Или вспомнить хотя бы Вавика Куликова. Про него Мизюня, даже как-то немного морщась от отвращения, сказала только одно слово «гогочка». Вавик и в самом деле производил неприятное впечатление: самодовольный смешок, быстрые глазки, шуточки, анекдоты, девицы какие-то вечно вокруг него жутко уродливые. Неужели не может найти ничего лучше? Пользовался, однако, авторитетом: единственный среди них, кто в советские времена действительно «пострадал». Написал лет восемь назад, что-то вроде эссе о природе власти, давал читать в рукописи, попало в соответствующие органы, даже на допросы таскали, как он после рассказывал в многочисленных интервью, пытались вербовать, угрожали разными неприятностями. Вавик Куликов – это в те времена была фигура. Из телевизора не вылезал, голос – проникновенный, страдающий, сразу чувствуется. что у человека душа болит за Россию.

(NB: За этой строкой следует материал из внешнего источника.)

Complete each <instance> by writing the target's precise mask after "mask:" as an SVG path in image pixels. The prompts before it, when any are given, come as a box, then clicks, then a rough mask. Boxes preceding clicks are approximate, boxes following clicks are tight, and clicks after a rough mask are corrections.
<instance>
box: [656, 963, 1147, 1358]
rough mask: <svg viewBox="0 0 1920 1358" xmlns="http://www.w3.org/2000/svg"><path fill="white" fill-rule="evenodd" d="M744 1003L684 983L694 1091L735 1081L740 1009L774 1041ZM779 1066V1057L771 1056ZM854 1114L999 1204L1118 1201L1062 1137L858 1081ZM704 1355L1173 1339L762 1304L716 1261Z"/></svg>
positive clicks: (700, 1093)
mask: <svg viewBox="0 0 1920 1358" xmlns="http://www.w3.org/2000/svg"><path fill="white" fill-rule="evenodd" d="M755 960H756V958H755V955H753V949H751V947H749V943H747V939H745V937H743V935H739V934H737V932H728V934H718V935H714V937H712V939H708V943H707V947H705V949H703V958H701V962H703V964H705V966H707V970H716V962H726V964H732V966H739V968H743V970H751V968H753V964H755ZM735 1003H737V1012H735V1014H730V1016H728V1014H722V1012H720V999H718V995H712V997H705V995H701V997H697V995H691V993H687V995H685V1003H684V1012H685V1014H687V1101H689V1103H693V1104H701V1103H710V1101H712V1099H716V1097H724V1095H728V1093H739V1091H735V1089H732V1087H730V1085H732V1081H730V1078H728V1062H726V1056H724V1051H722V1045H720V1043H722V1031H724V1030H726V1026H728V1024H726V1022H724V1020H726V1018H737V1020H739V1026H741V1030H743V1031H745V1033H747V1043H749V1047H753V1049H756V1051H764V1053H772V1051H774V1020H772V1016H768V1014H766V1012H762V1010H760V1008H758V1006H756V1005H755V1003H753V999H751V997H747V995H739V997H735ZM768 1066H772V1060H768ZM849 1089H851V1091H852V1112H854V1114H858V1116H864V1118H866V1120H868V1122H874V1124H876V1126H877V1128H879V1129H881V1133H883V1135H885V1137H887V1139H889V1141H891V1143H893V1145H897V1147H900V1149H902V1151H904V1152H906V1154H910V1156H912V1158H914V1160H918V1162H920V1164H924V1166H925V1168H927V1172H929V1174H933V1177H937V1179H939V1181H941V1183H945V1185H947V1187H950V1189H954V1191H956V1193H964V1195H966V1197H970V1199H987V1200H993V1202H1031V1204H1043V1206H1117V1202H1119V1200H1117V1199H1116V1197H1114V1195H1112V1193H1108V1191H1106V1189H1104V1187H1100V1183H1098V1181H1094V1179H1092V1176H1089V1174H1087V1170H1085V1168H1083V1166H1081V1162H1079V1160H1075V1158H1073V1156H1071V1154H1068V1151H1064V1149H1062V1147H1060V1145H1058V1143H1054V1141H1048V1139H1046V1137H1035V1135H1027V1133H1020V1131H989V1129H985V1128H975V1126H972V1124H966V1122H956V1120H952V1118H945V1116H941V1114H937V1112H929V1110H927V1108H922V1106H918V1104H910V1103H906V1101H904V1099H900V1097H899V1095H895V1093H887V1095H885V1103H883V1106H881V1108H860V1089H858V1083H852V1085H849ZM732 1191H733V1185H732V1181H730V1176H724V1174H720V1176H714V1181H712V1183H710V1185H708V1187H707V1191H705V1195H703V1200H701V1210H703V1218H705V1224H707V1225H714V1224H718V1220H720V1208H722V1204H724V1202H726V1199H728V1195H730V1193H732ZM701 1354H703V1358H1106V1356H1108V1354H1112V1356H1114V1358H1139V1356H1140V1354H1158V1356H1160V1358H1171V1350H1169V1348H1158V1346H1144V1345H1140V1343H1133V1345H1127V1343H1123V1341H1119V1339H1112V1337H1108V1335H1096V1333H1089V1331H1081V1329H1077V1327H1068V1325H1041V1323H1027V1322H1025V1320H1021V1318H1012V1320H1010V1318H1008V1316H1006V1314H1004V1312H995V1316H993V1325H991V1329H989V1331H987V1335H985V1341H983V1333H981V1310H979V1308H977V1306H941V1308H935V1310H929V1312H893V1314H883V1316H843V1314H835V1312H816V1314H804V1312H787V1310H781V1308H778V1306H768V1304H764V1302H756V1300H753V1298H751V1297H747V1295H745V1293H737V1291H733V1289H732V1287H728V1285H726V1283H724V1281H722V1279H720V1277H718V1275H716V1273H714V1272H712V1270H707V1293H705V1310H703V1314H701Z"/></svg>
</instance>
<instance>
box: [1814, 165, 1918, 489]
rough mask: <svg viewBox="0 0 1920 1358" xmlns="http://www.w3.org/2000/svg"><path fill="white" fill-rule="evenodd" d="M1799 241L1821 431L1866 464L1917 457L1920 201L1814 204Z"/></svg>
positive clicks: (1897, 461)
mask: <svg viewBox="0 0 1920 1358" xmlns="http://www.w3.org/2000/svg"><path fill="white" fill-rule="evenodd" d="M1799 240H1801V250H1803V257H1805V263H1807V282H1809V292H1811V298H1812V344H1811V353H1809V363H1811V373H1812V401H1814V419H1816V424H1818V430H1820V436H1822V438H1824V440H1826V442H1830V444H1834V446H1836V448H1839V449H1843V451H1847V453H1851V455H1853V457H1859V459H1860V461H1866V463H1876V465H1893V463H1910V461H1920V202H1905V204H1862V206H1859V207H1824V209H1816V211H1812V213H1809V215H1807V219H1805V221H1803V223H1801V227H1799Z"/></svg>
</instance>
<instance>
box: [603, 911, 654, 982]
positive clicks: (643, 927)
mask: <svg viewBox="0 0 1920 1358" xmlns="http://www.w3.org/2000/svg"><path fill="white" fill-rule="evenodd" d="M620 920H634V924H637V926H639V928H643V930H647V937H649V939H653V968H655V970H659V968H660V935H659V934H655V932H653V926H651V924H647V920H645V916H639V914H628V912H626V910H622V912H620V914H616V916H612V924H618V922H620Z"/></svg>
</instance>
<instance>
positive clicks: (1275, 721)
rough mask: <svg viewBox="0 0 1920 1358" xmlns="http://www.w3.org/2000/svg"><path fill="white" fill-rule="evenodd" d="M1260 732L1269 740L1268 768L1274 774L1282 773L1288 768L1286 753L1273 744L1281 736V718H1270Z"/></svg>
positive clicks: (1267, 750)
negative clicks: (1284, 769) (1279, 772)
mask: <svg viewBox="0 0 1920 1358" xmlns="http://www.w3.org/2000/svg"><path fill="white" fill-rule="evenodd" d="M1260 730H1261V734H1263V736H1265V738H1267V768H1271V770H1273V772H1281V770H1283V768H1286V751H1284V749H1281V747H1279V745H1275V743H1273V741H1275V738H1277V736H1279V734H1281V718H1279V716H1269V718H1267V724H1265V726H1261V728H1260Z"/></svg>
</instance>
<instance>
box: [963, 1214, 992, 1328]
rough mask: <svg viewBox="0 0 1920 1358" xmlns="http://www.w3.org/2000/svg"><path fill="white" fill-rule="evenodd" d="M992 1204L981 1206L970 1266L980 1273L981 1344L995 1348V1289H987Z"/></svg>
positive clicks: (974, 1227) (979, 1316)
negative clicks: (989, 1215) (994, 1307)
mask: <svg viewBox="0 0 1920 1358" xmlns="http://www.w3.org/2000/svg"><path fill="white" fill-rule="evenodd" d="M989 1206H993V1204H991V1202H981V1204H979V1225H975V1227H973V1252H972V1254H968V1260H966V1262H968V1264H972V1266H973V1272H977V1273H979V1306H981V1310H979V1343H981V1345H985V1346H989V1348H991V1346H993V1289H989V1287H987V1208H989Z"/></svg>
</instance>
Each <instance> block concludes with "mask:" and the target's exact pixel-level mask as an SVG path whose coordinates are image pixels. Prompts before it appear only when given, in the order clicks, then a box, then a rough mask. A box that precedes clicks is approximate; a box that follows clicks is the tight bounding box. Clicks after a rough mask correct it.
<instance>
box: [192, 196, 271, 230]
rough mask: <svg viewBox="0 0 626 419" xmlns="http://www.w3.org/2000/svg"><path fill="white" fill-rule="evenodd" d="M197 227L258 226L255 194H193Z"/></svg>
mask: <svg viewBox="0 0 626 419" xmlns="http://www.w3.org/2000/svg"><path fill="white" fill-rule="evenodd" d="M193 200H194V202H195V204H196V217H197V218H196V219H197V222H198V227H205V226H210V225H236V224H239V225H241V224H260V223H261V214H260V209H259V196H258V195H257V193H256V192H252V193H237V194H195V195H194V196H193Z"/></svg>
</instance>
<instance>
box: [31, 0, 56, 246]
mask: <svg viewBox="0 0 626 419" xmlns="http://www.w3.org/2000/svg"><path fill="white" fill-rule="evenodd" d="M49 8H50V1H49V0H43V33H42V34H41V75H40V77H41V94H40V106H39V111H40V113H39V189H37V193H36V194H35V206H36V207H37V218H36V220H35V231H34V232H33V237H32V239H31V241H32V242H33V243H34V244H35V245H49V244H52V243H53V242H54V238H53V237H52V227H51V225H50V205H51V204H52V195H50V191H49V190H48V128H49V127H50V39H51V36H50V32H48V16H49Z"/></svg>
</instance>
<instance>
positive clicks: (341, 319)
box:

И как-то не очень быстро дошло – а какие, собственно, неприятности у него были? Посадили его, выслали из страны, хотя бы – работы уволили? (Вавик числился сотрудником Института современной истории). Напротив, даже диссертацию через год защитил успешно. Уж что-что, а диссертации в таких случаях перекрывались намертво. И вот лет через пять, когда все уже поутихло, вышло покаянное интервью в одной из петербургских газет: оказывается, все же стучал, но, как клятвенно заверял, исключительно на «плохих людей». Интересно, как определял, кто «плохой»? Наверное, указывал «товарищ полковник». Крест тогда же надел крест православный, сантиметров на десять такой, поверх одежды, чтоб все видели, выступать по радио или в прессе начал исключительно о духовном; очень сетовал на падении нравственности среди россиян, всю вину возлагал на растлевающее влияние низкопробной американской культуры. В общем, как-то оно стало понятнее. И когда, уже несколько позже, в «эпоху укрепления властной вертикали» непрерывным потоком пошли статьи на тему «Бей Чечню – спасай Россию!», никто особенно не удивился. Не такие еще случались метаморфозы.